During the Roman Empire, Téboursouk was known as "Tubursico-Bure", and was in the Roman province of Africa Proconsularis. The ruins of ancient Thubursicum Bure are a large Byzantine enclosure of pentagonal form, erected under the reign of Justin II (565-578), and whose northern front encompasses a Roman gate and cemetery.

The Roman city was considered a municipium.

The city obtained the statute of municipality in 1904 under the French protectorate and the status of chief town of delegation at the independence of Tunisia. In 2004, the municipality celebrated the centenary of its creation.

===Bishopric===
During Roman and Byzantine times the city was the seat of a Catholic diocese, the suffragan of Archdiocese of Carthage.
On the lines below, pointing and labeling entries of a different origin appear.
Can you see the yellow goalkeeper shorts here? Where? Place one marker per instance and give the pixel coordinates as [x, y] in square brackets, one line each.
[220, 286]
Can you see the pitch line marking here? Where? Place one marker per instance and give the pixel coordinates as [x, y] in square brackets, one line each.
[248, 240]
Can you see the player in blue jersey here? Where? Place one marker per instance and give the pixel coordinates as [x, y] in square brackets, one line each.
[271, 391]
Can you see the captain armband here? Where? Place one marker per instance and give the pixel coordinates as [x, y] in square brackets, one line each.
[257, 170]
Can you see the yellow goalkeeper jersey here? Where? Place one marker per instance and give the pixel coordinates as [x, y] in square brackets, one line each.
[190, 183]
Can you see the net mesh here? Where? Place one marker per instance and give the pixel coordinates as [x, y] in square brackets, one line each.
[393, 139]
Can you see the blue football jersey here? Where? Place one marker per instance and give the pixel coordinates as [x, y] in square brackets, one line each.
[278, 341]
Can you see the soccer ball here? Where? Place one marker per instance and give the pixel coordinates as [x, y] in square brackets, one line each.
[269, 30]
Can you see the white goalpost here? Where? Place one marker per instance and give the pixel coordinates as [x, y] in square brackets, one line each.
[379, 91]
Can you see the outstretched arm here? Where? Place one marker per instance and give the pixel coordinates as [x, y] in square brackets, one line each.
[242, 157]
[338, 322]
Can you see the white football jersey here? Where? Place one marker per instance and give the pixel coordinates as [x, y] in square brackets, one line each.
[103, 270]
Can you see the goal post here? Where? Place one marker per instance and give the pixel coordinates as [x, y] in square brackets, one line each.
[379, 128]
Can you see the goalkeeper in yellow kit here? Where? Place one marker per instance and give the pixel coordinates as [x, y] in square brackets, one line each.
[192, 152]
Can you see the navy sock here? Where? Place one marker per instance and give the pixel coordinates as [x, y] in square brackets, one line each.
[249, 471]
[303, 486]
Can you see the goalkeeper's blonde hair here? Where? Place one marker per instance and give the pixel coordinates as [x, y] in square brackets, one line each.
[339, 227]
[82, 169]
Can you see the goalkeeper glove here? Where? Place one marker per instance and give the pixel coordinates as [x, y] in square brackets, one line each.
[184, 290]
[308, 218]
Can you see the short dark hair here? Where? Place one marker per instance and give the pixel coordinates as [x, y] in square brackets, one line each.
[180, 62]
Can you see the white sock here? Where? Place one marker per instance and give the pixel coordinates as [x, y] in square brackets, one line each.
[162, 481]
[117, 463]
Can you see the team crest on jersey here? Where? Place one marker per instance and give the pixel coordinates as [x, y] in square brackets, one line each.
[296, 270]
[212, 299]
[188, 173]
There are four documented bishops of Téboursouk. Servus Dei is mentioned by Augustine of Hippo in his Contra Cresconium around 404 and he had as a competitor the Donatist Bishop, Cyprian, who, according to the testimony of Augustine, was deposed by Primianus (the Donatist Bishop of Carthage) because Cyprian was caught in a brothel.
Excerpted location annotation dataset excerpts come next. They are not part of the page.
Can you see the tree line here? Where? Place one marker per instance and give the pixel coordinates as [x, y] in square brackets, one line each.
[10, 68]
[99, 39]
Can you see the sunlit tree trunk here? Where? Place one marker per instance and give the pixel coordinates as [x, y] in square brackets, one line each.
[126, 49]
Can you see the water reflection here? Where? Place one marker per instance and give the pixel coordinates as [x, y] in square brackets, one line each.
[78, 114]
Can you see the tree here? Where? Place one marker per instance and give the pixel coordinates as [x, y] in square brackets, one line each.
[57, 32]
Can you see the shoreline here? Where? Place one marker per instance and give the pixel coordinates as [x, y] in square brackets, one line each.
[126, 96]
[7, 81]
At the conference of Carthage of 411 between Catholic bishops and Donatists the same Servus Dei was joined by the Donatist bishop Donatus who had replaced the now disgraced Cyprian.

Bishop Reparatus attended the Council of Carthage (525).

Today Tubursico-Bure survives as titular bishopric and the current titular bishop is Mykhaylo Bubniy, Exarch Archbishop of Odesa.